Field recording is a bipolar craft. On one hand, it is governed by the complex technical equipment field recordists must use to capture audio cleanly and well. The craft cannot exist without it. Despite the rigid, clinical requirements of field recording, another element is fused with this: the purpose for setting up the mic stands, unspooling the cables, and twisting the dials.
The field recording fans in this series have provided that. Sound itself motivated them. They were inspired by the process; by the tangible things around them, and achievable results. They examined what sound makes them feel and how it inspires them, and the power it has to do the same for others. They use sound to explore and reflect upon creative and abstract worlds. In that way, the motivations are bipolar, too. Field recording allows us to explore the external world around us, or use recordings to probe the internal world inside ourselves.

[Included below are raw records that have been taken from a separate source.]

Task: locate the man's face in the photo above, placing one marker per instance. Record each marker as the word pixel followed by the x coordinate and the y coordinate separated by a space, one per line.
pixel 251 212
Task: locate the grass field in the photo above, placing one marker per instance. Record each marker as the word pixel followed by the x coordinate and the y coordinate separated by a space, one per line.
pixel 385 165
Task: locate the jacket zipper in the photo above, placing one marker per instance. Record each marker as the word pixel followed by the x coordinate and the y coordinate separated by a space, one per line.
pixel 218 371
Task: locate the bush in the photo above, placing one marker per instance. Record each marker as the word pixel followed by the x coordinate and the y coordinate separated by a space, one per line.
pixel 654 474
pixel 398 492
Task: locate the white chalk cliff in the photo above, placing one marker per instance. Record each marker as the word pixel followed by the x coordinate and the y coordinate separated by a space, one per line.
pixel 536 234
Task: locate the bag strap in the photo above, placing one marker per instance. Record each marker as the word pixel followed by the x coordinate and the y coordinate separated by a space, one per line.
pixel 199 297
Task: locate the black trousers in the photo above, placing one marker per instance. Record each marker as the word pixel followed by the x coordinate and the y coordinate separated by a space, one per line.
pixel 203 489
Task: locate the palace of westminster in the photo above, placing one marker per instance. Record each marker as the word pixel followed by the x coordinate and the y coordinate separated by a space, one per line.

Each motivation for field recording is as varied as the equipment listed in this series. And while this equipment is needed to even begin the process of gathering sound, motivation too is intrinsic to field recording itself. The craft is rarely taught. Mostly, field recordists must teach themselves. They strike out alone into the wilderness to gather sounds. They weather the sleet and the wind. They wait patiently for the ideal sound to emerge, then strike. It’s not metal and plastic that makes this happen. It’s another indispensable tool a field recordist carries with them every time they stride into the wild: a compulsion to capture sound beyond the studio.